Biedler A, Helfen C, Pajonk F-G B
Klinik für Anästhesie und Intensivmedizin, Katholische Kliniken Essen-Nord-West gGmbH, Essen, Deutschland.
Anaesthesist. 2012 Feb;61(2):116-22. doi: 10.1007/s00101-012-1980-x. Epub 2012 Feb 23.
Psychiatric emergency situations (PES) are common in the physician-based emergency medical system (EMS) in Germany. However, many emergency physicians (EP) feel insecure in assessing the necessity for treatment of these patients. The aim of this investigation was to evaluate whether a short, newly developed questionnaire (Indicator for Psychiatric Pharmacotherapy, IPP) is able to help EPs in deciding for or against pharmacological treatment.
The protocols of the EMS at the Saarland University Hospital were prospectively collected over a 1-year period and PESs were identified and analyzed in detail. The 7-item IPP, which focuses on the most relevant psychiatric symptoms, was to be completed for each PES.
Among all calls for an EP (2,114) 250 (11.8%) were classified as a PES. The most frequent diagnoses were alcoholic intoxication, state of agitation and suicide attempts. Of the IPP questionnaires 193 could be evaluated and in 31.2% of all PESs a specific psychiatric medication was administered. These patients scored significantly higher in the IPP compared to those who did not receive medication (8.0 ± 3.9 compared to 5.6 ± 3.2, p < 0.001). The IPP items "anxiety", "agitation/aggression", "mood" and "physical symptoms/disorders" had the highest impact on the administration of psychotherapeutic drugs.
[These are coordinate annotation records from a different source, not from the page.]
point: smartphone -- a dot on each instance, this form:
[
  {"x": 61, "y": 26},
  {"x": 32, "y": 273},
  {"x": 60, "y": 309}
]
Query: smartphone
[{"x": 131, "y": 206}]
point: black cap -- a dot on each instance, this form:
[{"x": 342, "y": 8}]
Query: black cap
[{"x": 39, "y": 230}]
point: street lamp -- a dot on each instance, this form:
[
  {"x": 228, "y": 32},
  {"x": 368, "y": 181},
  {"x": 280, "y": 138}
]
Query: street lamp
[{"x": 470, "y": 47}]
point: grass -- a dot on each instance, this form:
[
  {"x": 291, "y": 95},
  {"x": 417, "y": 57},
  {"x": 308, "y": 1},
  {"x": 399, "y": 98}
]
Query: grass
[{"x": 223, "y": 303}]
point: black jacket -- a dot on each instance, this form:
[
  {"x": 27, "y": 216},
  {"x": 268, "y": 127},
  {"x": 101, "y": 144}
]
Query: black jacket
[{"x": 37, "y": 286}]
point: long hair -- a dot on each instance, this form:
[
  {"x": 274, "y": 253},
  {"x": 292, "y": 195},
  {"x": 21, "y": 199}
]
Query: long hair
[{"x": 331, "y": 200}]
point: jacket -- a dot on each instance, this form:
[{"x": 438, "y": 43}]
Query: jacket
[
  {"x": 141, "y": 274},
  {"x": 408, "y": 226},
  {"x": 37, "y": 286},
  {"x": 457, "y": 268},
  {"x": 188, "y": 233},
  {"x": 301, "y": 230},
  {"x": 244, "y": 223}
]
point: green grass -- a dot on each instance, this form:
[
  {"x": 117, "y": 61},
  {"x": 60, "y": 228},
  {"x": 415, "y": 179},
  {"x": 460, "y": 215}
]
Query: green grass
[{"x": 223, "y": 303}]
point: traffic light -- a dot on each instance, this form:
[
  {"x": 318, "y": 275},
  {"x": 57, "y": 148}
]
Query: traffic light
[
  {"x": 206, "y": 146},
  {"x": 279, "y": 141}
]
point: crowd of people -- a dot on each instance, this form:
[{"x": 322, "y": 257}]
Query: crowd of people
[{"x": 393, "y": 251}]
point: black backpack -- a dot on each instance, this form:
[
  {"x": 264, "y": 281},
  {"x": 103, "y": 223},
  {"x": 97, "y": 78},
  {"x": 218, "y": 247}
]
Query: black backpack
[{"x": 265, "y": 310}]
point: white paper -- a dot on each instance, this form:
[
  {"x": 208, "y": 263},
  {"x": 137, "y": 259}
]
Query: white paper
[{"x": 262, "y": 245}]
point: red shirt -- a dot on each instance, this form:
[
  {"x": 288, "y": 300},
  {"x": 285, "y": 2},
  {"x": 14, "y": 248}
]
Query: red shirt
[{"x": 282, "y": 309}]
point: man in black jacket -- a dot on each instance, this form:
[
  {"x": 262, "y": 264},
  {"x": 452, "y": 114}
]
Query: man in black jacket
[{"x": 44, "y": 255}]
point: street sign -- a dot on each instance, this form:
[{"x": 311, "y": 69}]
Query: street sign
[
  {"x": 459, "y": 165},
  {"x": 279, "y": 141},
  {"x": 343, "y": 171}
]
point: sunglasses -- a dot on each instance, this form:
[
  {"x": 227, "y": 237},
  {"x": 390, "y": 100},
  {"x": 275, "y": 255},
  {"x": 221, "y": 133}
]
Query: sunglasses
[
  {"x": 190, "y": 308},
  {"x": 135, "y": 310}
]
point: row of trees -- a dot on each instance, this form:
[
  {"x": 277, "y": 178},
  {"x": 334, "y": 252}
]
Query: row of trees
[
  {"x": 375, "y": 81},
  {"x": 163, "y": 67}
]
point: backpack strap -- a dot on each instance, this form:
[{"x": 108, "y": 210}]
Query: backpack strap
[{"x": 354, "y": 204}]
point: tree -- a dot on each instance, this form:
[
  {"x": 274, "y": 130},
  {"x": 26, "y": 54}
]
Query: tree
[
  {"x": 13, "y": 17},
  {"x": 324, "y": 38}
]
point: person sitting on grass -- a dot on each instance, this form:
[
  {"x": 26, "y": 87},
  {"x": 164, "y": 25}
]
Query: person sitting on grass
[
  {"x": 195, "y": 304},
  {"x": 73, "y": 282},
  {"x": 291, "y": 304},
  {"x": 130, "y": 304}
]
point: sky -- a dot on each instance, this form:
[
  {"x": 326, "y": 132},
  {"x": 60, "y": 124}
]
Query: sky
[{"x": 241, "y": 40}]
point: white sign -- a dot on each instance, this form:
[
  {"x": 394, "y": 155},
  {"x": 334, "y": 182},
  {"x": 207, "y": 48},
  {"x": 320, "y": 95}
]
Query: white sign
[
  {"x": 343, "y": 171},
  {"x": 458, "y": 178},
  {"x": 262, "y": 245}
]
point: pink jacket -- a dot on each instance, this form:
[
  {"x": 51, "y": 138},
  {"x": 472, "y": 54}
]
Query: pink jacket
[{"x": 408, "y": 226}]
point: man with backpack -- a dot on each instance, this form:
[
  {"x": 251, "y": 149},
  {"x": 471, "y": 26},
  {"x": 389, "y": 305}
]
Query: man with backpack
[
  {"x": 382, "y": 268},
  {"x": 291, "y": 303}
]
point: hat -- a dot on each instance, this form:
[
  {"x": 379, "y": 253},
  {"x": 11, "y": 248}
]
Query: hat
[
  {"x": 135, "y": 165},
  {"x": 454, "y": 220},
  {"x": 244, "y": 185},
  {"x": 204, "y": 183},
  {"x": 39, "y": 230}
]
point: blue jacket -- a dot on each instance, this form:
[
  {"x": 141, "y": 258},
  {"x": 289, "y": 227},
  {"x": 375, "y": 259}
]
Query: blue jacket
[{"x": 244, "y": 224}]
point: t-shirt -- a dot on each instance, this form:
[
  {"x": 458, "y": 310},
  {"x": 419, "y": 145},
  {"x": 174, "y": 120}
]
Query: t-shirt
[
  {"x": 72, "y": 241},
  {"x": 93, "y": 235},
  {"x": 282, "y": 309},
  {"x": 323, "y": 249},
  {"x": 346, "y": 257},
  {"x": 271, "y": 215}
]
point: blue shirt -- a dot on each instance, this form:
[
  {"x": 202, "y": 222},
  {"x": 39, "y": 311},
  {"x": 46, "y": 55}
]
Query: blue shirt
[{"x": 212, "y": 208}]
The IPP can be a valuable tool to assess the necessity of pharmacological treatment for patients in PESs. The assessment of the symptom categories "anxiety", "agitation/aggression", "mood" and "physical symptoms/disorders" seems to be sufficient to estimate a need for treatment.
在德国基于医生的紧急医疗系统(EMS)中,精神科紧急情况(PES)很常见。然而,许多急诊医生(EP)在评估这些患者的治疗必要性时感到不自信。本研究的目的是评估一种新开发的简短问卷(精神科药物治疗指标,IPP)是否能够帮助急诊医生决定是否进行药物治疗。
前瞻性收集了萨尔州大学医院EMS在1年期间的记录,并对PES进行了详细识别和分析。针对每个PES完成了一份包含7个条目的IPP,该问卷聚焦于最相关的精神症状。
在所有急诊医生接到的呼叫(2114次)中,250次(11.8%)被归类为PES。最常见的诊断是酒精中毒、激动状态和自杀未遂。193份IPP问卷可进行评估,在所有PES中,31.2%的患者接受了特定的精神科药物治疗。与未接受药物治疗的患者相比,这些患者在IPP中的得分显著更高(分别为8.0±3.9和5.6±3.2,p<0.001)。IPP条目“焦虑”“激动/攻击行为”“情绪”和“躯体症状/疾病”对精神治疗药物的使用影响最大。
IPP可以成为评估PES患者药物治疗必要性的有价值工具。对“焦虑”“激动/攻击行为”“情绪”和“躯体症状/疾病”这些症状类别的评估似乎足以估计治疗需求。